Stephan Brack, Geschäftsführer von protected-networks.com, sieht den Grund für diese Diskrepanz vor allem in der klaffenden Lücke zwischen Theorie und Praxis:

"Dass ein Großteil der Unternehmen in Deutschland Regeln für den Umgang mit dem Instrument IT und den digital gespeicherten Daten aufstellt, ist zunächst einmal positiv. Schließlich geht es hier um nicht weniger als um die Sicherheit eines der wichtigsten Betriebsmittel. Regeln und Richtlinien erfüllen aber nur dann ihren Zweck, wenn sie auch eingehalten werden.
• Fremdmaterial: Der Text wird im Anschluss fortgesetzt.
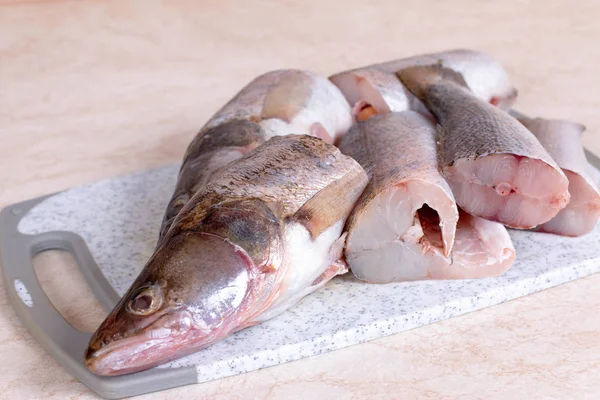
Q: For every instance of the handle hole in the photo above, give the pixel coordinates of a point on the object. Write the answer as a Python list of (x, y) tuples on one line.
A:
[(67, 290), (23, 293)]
Vertrauen ist zwar gut, Kontrolle aber in vielen Fällen unumgänglich.

Wie sich fehlende Kontrolle, resultierend aus mangelnder Übersicht, auswirkt, erleben wir fast tagtäglich in unserer ureigenen Domäne: dem Berechtigungsmanagement. Zur Definition von Zugriffs- und Nutzungsrechten, die festlegen, wer über welche Wege und zu welcher Zeit IT-Ressourcen nutzen darf und die maßgeblich zur IT-Sicherheit beitragen, halten diverse Software-Hersteller große, multifunktionale und mächtige Werkzeuge bereit. Wenn wir im Rahmen unserer Tätigkeit vor Ort erleben, dass mancher IT-Verantwortliche auf das Thema Berechtigungsmanagement reagiert, wie das Kaninchen auf die Schlange, legt das den Schluss nahe: Diese Lösungen sind zu groß, zu multifunktional, zu mächtig. Wer einen Apfel schälen will, programmiert dazu schließlich auch keine CNC-gesteuerte Maschine.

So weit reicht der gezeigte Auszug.